The Emile Cohl Art School in Lyon, France has issued a public apology after it was discovered that they photoshopped images of Black students into a promotional image used to advertise the school in the United States.
The manipulation of the photo also included the darkening of other student's faces already in the photo to give the impression of "diversity." It is believed this was done to lift the profile of the French Art School in the United States.
Kelsi Phung, a former student at Emile Cohl from 2011 to 2012, told CNN: "The photo was originally shared in a French animation studio by a (current) student of the school and then broadcast on a Facebook group. ... Desiring to preserve (the student's anonymity, I am responsible for broadcasting the photomontage.)"
When compared side-by-side, the manipulated version shows that two Black people were added to the group of students, and the facial features of others were darkened.
"The communication company decided on its own to darken the skin of some students to add diversity," Emmanuel Perrier, assistant director of the school said. "The communication campaign was made in the United States."
The campaign was developed as part of Emile Cohl's four-year plan to open a branch in Los Angeles, California.

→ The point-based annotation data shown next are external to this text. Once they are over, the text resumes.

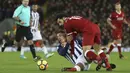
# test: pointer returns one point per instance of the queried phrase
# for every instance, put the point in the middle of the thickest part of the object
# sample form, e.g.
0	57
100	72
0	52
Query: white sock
22	51
44	49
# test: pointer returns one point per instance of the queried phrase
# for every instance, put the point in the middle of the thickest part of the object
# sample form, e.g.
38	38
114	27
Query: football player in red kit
116	20
90	34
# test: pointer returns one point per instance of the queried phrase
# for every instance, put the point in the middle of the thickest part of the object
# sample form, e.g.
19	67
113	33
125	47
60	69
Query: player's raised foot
109	69
37	58
23	57
49	55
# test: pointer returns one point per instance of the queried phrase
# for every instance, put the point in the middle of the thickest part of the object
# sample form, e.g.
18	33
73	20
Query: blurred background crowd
96	10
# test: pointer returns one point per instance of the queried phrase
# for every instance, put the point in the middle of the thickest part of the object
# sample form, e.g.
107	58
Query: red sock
103	56
92	56
111	48
119	49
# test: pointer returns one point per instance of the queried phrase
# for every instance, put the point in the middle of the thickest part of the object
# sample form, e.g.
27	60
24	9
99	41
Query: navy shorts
22	32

While the school apologized for its actions, it laid blame on the U.S.-based company it hired to develop the promotional campaign.
Perrier has refused to name the communication company hired to develop the campaign. He did point out, however, that the contract with the communication company "is over. American law is complex, but we don't want it to stop there — we would like to file a complaint."
Perrier went on to note that the original picture shows students participating in "a six-month internship at the moment. ... When the website was made public, we didn't notice anything, the students from our school were the first ones to notice it."
To diversify or not to diversify, Emile Cohl's original promotion image didn't show any internship students likely to identify as a Black person.